Les parties ont soumis "la conclusion et l'exécution" de leur convention au droit suisse et décidé de porter tout différend y relatif devant les juridictions genevoises (art. 6 convention).

c. Entre 2006 et juin 2010, A______ s'est acquitté, par le biais de plusieurs versements, d'un montant total de 199'800 fr. en faveur de B______. Depuis, il reste lui devoir un solde de 50'200 fr.

Les versements intervenus entre juillet et septembre 2008 ont notamment été faits sous forme de chèques émis par la société C______. Par la suite, les paiements ont pris la forme de virements bancaires émanant de la nouvelle société de A______, D______ ou de chèques émis au nom de cette dernière.

d. Le 14 juin 2010, A______ a fait savoir par courriel à B______ que D______ lui devait beaucoup d'argent et ne pouvait pas le payer. Il attendait des paiements de clients pour C______. Il faisait le maximum pour encaisser et entendait payer B______ dès qu'il pourrait, si possible avant la fin de la semaine.

A______ a encore adressé à B______ un courriel le 22 octobre 2010, lui indiquant que tout ce qu'il avait fait avait échoué, que ses comptes personnels étaient bloqués et les comptes de ses sociétés "au taquet", de sorte qu'il ne pourrait rien payer avant novembre, et encore, à condition qu'il arrive à vendre quelque chose.

e. Le 1er septembre 2010, A______, agissant en sa qualité d'organe de C______, a déposé au Tribunal de première instance (ci-après le Tribunal) un avis de surendettement de celle-ci, assorti d'une requête d'ajournement de faillite.

Par jugement du 25 octobre 2010, le Tribunal a constaté le surendettement de la société et a ajourné le prononcé de sa faillite au 31 octobre 2011.

La faillite de C______ a finalement été prononcée le 14 novembre 2011.

f. Par requête déposée le 15 septembre 2014 au Tribunal, B______ a conclu à ce que celui-ci ordonne le séquestre, à concurrence de 50'200 fr. avec intérêts à 5% l'an dès le 31 juillet 2008, de la part saisissable des gains professionnels réalisés par A______ en mains de la société ______ et/ou de tout autre employeur de ce dernier.

Le Tribunal a fait droit à cette requête, par ordonnance de séquestre
n° 14 070 418 S du 16 septembre 2014.

g. Le 25 septembre 2014, A______ a formé opposition à cette ordonnance, concluant à son annulation.

Il a fait valoir que la créance de B______ s'était éteinte du fait du prononcé, le 14 novembre 2011, de la faillite de C______, laquelle avait eu pour effet de le délier de son obligation de payer le solde du prix de vente des actions.

Dans sa détermination du 10 novembre 2014, B______ a conclu au rejet de l'opposition à séquestre.

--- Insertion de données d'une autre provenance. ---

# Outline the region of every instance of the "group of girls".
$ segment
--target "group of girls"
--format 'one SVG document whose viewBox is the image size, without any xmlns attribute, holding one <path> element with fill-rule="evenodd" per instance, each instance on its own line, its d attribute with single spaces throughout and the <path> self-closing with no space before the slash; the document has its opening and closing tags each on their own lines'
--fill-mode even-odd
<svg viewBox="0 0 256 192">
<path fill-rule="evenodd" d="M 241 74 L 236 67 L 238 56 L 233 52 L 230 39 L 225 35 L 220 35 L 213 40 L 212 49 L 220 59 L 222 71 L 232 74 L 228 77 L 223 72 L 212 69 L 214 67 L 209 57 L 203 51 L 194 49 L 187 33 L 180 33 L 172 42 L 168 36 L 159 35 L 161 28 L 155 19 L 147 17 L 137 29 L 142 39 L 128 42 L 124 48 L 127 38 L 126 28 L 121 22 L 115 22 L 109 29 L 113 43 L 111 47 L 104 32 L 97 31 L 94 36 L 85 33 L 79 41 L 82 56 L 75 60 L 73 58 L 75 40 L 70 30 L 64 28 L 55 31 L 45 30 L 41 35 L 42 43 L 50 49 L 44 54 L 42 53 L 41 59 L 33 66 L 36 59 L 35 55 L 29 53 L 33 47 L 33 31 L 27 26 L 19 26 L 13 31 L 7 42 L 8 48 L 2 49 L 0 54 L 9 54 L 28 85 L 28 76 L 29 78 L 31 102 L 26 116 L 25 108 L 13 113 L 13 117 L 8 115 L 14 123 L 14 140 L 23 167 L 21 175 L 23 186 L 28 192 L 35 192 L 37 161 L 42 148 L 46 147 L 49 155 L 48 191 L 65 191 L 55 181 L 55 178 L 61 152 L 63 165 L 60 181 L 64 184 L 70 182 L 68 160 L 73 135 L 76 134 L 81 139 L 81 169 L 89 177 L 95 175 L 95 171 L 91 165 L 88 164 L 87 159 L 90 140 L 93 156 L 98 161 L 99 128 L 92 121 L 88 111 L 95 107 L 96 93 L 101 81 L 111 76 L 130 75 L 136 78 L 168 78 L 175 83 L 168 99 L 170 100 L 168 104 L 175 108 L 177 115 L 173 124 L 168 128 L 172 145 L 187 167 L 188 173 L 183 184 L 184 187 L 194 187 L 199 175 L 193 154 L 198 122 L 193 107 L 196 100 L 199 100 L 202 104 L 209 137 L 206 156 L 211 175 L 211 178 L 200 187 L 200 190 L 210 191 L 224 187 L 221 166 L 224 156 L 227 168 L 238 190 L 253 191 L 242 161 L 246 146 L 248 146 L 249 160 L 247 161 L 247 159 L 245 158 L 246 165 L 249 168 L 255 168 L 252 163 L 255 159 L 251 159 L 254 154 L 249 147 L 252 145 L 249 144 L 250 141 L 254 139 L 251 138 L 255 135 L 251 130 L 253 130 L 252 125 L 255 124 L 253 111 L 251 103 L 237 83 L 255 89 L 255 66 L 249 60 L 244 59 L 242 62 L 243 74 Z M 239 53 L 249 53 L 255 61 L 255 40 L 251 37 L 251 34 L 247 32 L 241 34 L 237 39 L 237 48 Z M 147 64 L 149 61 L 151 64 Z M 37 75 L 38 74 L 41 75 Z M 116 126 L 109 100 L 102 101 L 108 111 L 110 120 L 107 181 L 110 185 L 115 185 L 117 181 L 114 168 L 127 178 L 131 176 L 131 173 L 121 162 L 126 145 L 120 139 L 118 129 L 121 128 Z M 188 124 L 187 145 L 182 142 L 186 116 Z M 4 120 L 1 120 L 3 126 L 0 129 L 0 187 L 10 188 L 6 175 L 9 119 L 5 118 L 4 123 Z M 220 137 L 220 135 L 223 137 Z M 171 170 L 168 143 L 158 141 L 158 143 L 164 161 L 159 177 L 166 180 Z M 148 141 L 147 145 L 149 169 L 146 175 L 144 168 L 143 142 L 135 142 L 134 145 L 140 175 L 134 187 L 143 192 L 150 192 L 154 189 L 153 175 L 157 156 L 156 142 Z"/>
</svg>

La totalité du prix de vente devait être payée au plus tard le 31 juillet 2008, date à laquelle la faillite de la société n'avait pas encore été prononcée. En conséquence, après cette échéance, A______ était en demeure et lui devait le solde du prix, indépendamment de la faillite subséquente. Il commettait en outre un abus de droit à invoquer la défaillance de la société survenue après le terme convenu car il avait promis à plusieurs reprises de payer le solde du prix de vente pour obtenir des délais de paiement.

h. Lors de l'audience du 24 novembre 2014 par-devant le Tribunal, les parties ont persisté dans leurs conclusions. A______ a notamment relevé que la société était déjà surendettée avant le 31 juillet 2008.

La cause a été gardée à juger à l'issue de l'audience.

i. Par jugement du 19 janvier 2015, reçu par A______ le lendemain, le Tribunal a déclaré recevable l'opposition au séquestre (ch. 1 du dispositif), l'a rejetée (ch. 2), a arrêté à 500 fr. les frais judiciaires, mis à charge de A______ et compensés avec l'avance versée par ce dernier (ch. 3), a condamné A______ à verser à B______ 1'700 fr. à titre de dépens (ch. 4) et a débouté les parties de toutes autres conclusions (ch. 5).

Le Tribunal a retenu que, au vu des écritures déposées par les parties, il était vraisemblable que celles-ci avaient convenu que A______ ne serait libéré du paiement prix de vente que dans l'hypothèse où la société était déclarée en faillite avant le terme prévue pour le paiement, à savoir le 31 juillet 2008. Les autres conditions légales du séquestre étaient par ailleurs réalisées, à savoir un cas de séquestre au sens de l'art. 271 al.1 ch. 4 LP ainsi que l'existence de biens à séquestrer.

B. a. Par acte déposé à la Cour de justice (ci-après : la Cour) le 30 janvier 2015, A______ a formé recours contre ce jugement dont il sollicite l'annulation, concluant à ce que l'ordonnance de séquestre n° 14 070 418 S soit annulée et B______ déboutée de toutes ses conclusions avec suite de frais et dépens.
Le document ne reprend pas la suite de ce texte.